Eine Studie von Psychologen führt vor, wie der Wissenschaftsbetrieb allmählich das Vertrauen in Wissenschaft austreibt

Der folgende Beitrag ist vor 2021 erschienen. Unsere Redaktion hat seither ein neues Leitbild und redaktionelle Standards. Weitere Informationen finden Sie hier.

Immer mehr Wissenschaftler werden ausgebildet, weswegen immer mehr Studien durchgeführt werden, deren Ergebnisse in immer mehr Wissenschaftszeitschriften erscheinen. Die Quantität verspricht auch hier nicht unbedingt Qualität, zumal Wissenschaftler, Institute und Zeitschriften um die Aufmerksamkeit buhlen müssen und sich dann schon mal weit hinauslehnen.

Das ist so wohl bei den US-Psychologen Lori Foster Thompson von der North Carolina State University, Zhen Zhang von der University of Minnesota und Richard D. Arvey von der National University of Singapore der Fall gewesen, die ihre Studie im Journal of Organizational Behavior veröffentlichen konnten. Und die Studie hat es in sich. Die Forscher wollen nämlich herausgefunden haben, dass die Mitwirkung an Umfragen genetisch bedingt sein soll. Und sie sind stolz darauf, dass sie als erstes eine solche Studie durchgeführt haben.

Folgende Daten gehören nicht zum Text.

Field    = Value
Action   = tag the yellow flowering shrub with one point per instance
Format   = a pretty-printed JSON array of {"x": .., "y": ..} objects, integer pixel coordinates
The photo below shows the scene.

Schon überhaupt die Fragestellung, ob es möglich sei, dass genetische Prädispositionen eine Rolle dabei spielen können, ob Menschen bei Umfragen mitmachen oder nicht, scheint ziemlich abwegig zu sein. Dass es für die Forschung allgemein wichtig sein kann, die Gründe zu kennen, warum Menschen bei wissenschaftlichen Umfragen mitmachen oder nicht, ist allerdings nachzuvollziehen. Schließlich stützen sich viele wissenschaftliche Studien auf Umfragen, die verfälschend oder einseitig werden, wenn bestimmte Personengruppen von vorneherein zur Mitarbeit nicht bereit sind und insgesamt, wie die Psychologen sagen, die Zahl der Menschen, die mitmachen, gering bleibt. Dass die Psychologen auch davon ausgehen, dass Arbeitszufriedenheit und Leistung genetisch bedingt seien, verstärkt den Eindruck eines doch sehr naiven Ansatzes.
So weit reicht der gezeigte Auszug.